Кое-что из всех этих жизненных обстоятельств, как мне кажется, нашло отражение в рассказе, который следует ниже.

История девочки, которая стоит у окна — и которая всё же стоит не у окна…

* * *

При виде этого ребёнка сразу вспоминается душещипательная копия «Маленького больного», выполненная голодающим художником. Девочка стоит, как обычно, на своём излюбленном месте в углу, у окна, выходящего на улицу, прижавшись личиком к самому стеклу.

В своих жалких лохмотьях она кажется бесцветной, худой и нескладной; один из гостей как-то договорился до того, что она якобы похожа на кое-как сляпанное огородное пугало, неспособное спугнуть даже слабонервного птенца. Её вишнёвое платье когда-то было красивым, но со временем потеряло цвет и форму и теперь больше походило на серый комок пыльной паутины. И причина была совсем не в том, что его слишком редко или плохо стирали!

С другой стороны к оконному стеклу приникал звеняще-морозный день, который слабое мартовское солнце тщетно пыталось согреть до весенней температуры. Однако тёмные оленьи глаза девочки отражали совсем другую реальность — вообще говоря, девочка просто отсутствовала, хотя физически находилась в комнате.

Всё это ужасало госпожу Янсон, и с каждым днём всё больше. Она прилагала неимоверные усилия к тому, чтобы любить свою бедную племянницу, зная, что больная маленькая девочка особенно нуждается в любви и заботливом понимании. Но, на свою беду, она уже не могла избавиться от страха, который всё чаще охватывал её в присутствии девочки.
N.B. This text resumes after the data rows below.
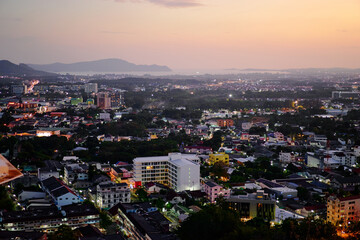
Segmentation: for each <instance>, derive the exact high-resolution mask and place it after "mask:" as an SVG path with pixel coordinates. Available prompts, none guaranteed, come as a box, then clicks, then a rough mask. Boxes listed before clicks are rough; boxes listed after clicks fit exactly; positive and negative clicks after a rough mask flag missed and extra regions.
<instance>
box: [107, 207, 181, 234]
mask: <svg viewBox="0 0 360 240" xmlns="http://www.w3.org/2000/svg"><path fill="white" fill-rule="evenodd" d="M109 212H110V213H111V214H112V215H113V216H114V218H115V219H116V220H117V222H118V223H119V225H120V226H121V228H122V229H123V230H124V231H125V232H126V234H127V237H128V238H129V239H134V240H144V239H147V240H160V239H167V240H176V239H177V237H176V235H175V234H173V233H171V232H170V231H169V225H170V222H169V220H167V219H166V218H165V217H164V216H163V215H162V214H161V213H160V212H159V211H158V210H157V208H156V207H153V206H152V205H150V204H149V203H119V204H118V205H116V206H114V207H113V208H111V209H110V210H109Z"/></svg>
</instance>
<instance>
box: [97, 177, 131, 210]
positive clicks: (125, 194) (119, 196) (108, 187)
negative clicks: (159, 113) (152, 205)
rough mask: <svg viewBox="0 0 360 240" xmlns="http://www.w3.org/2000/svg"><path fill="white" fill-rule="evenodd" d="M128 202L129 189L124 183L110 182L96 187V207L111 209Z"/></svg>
mask: <svg viewBox="0 0 360 240" xmlns="http://www.w3.org/2000/svg"><path fill="white" fill-rule="evenodd" d="M129 202H130V189H129V188H128V186H127V184H126V183H114V182H111V181H108V182H103V183H99V184H98V185H97V186H96V205H97V206H98V207H100V208H106V209H108V208H111V207H112V206H114V205H116V204H118V203H129Z"/></svg>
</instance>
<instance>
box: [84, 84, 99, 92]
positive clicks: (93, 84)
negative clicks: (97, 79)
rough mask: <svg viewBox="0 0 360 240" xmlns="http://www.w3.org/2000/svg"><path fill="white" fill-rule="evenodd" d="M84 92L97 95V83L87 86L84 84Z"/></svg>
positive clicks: (91, 84) (90, 84) (97, 90)
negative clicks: (94, 93) (92, 93)
mask: <svg viewBox="0 0 360 240" xmlns="http://www.w3.org/2000/svg"><path fill="white" fill-rule="evenodd" d="M85 92H86V93H97V92H98V86H97V83H87V84H85Z"/></svg>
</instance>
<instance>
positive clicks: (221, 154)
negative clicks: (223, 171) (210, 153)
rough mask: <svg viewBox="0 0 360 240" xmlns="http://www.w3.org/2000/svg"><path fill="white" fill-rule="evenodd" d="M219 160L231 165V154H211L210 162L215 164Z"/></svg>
mask: <svg viewBox="0 0 360 240" xmlns="http://www.w3.org/2000/svg"><path fill="white" fill-rule="evenodd" d="M217 162H223V163H224V164H225V165H229V155H228V154H225V153H216V154H215V153H214V154H210V155H209V164H210V165H214V164H215V163H217Z"/></svg>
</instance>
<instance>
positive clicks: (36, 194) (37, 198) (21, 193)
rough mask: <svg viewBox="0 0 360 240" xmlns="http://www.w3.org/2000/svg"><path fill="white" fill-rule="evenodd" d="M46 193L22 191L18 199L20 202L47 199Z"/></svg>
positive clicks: (40, 192) (43, 192)
mask: <svg viewBox="0 0 360 240" xmlns="http://www.w3.org/2000/svg"><path fill="white" fill-rule="evenodd" d="M45 197H46V193H44V192H34V191H24V190H23V191H21V193H19V196H18V199H19V201H20V202H23V201H26V200H29V199H39V198H45Z"/></svg>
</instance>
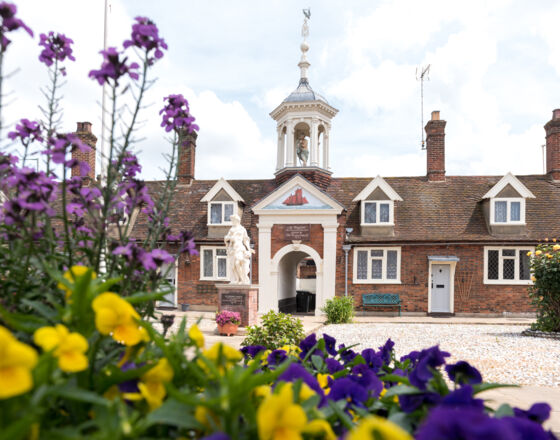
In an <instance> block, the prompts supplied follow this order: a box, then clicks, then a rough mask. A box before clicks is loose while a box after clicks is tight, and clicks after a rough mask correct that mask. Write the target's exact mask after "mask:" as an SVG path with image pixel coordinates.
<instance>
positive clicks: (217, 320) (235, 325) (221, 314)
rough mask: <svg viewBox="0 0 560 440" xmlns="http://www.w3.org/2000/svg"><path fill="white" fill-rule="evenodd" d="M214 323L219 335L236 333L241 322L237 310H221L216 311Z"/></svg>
mask: <svg viewBox="0 0 560 440" xmlns="http://www.w3.org/2000/svg"><path fill="white" fill-rule="evenodd" d="M216 324H218V333H219V334H220V335H226V336H233V335H235V334H236V333H237V327H238V326H239V324H241V315H240V314H239V313H238V312H232V311H230V310H222V311H221V312H218V313H216Z"/></svg>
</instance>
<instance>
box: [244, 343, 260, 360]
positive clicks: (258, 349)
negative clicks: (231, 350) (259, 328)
mask: <svg viewBox="0 0 560 440" xmlns="http://www.w3.org/2000/svg"><path fill="white" fill-rule="evenodd" d="M265 350H266V347H265V346H263V345H249V346H247V347H243V348H242V349H241V353H243V354H244V355H245V357H250V358H251V359H252V358H254V357H255V356H256V355H257V354H258V353H260V352H261V351H265Z"/></svg>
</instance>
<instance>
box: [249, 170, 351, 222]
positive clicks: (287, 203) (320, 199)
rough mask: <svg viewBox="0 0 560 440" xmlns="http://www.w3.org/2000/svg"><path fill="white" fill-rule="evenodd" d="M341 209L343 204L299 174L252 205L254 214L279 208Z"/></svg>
mask: <svg viewBox="0 0 560 440" xmlns="http://www.w3.org/2000/svg"><path fill="white" fill-rule="evenodd" d="M343 209H344V206H342V205H341V204H340V203H338V202H337V201H336V200H335V199H333V198H332V197H331V196H329V195H328V194H326V193H324V192H323V191H321V190H320V189H319V188H318V187H316V186H315V185H313V184H312V183H311V182H309V181H308V180H307V179H305V178H304V177H302V176H301V175H299V174H296V175H295V176H294V177H292V178H291V179H290V180H288V181H287V182H285V183H284V184H283V185H281V186H280V187H278V188H277V189H276V190H274V191H273V192H271V193H270V194H269V195H268V196H266V197H265V198H264V199H263V200H261V201H260V202H258V203H257V204H256V205H255V206H253V211H254V212H255V213H256V214H258V213H259V212H262V213H265V212H270V211H279V210H282V211H293V210H298V211H299V210H305V211H317V210H320V211H331V212H332V211H336V213H337V214H340V213H341V212H342V210H343Z"/></svg>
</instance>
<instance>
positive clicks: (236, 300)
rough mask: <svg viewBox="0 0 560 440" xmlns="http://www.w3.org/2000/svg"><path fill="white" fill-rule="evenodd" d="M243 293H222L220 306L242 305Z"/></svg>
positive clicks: (242, 300) (243, 295)
mask: <svg viewBox="0 0 560 440" xmlns="http://www.w3.org/2000/svg"><path fill="white" fill-rule="evenodd" d="M244 305H245V295H244V294H243V293H222V306H244Z"/></svg>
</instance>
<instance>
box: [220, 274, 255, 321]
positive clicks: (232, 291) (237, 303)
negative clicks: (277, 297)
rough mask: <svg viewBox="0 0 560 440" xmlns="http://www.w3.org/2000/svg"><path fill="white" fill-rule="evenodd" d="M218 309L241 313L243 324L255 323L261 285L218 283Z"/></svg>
mask: <svg viewBox="0 0 560 440" xmlns="http://www.w3.org/2000/svg"><path fill="white" fill-rule="evenodd" d="M216 288H217V289H218V310H219V311H220V312H221V311H222V310H229V311H231V312H238V313H239V314H240V315H241V326H242V327H247V326H248V325H254V324H256V323H257V320H258V314H257V312H258V309H259V287H258V286H252V285H243V284H217V285H216Z"/></svg>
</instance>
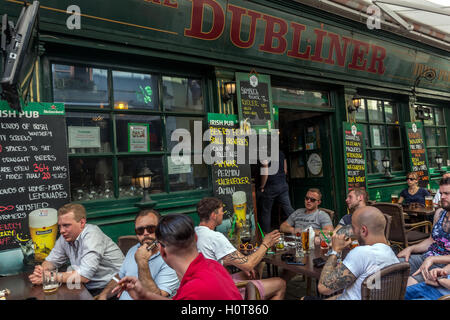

Ясный день вблизи неё омрачался, превращаясь в тёмные, голодные часы тоскливого ожидания. Но если бы она преодолела этот страх, нагнулась к малышке и, задержав дыхание, прислушалась, то до неё донеслись бы глухие удары сердца, которые гремели, словно бой часов.

— Идём, поешь чего-нибудь, хорошая моя, — позвала её госпожа Янсон из кухни, когда ужин был готов; сегодня она приготовила мясные тефтели с пюре, что ещё пару лет назад было любимым блюдом девочки. Слова, пробившись сквозь звон посуды и стук столовых приборов, добрались до слуха девочки, но не возымели никакого действия.

Женщина устало поцокала языком, подошла к ней и осторожно обняла за плечи. «Как будто вешалку держишь», — горестно подумала она.

Тёплая вязаная кофта, которую госпожа Янсон некоторое время назад накинула на девочку, опять валялась на полу. «Если и дальше так пойдёт, она подхватит воспаление лёгких. Кажется, она даже не понимает, что на дворе зима и стоит ледяной холод. Кажется, ей мерещится жаркий летний день! Бедная, погружённая в себя, несчастная птичка, заплутавшая в своих внутренних мирах, — может, она испуганно бьётся там о твёрдое стекло между действительностью и фантазией, не понимая, что ранит сама себя?» — печально думала госпожа Янсон.

В порыве жалости женщина нежно погладила свою племянницу по волосам, которые за последние месяцы потеряли свой кофейно-коричневый цвет, и даже попыталась обнаружить в её глазах хотя бы искорку ответного участия, просто чтобы найти в себе силы продолжать любить её и заботливо опекать, как и подобает хорошей тёте. Но мутные, как лужицы, глаза ребёнка (когда-то они были небесно-голубыми, припомнила госпожа Янсон, и щёки её задрожали), широко распахнутые, смотрели в далёкую пустоту, а то и ещё дальше, и если они и видели что-то, то уж точно не плачущую женщину или зимний сад, или что-то ещё в этом мире.


Макс, Генри, Альбин и золотоволосая Генриетта во весь опор мчались по Ракетно-фабричной улице.

Они бежали, как дети всегда и всюду бегают в такие летние дни, когда двери школы надолго закрываются и солнце выжигает все краски до неправдоподобного света, так что вся округа становится похожей на яркую счастливую картинку без всяких теней и тёмных пятен.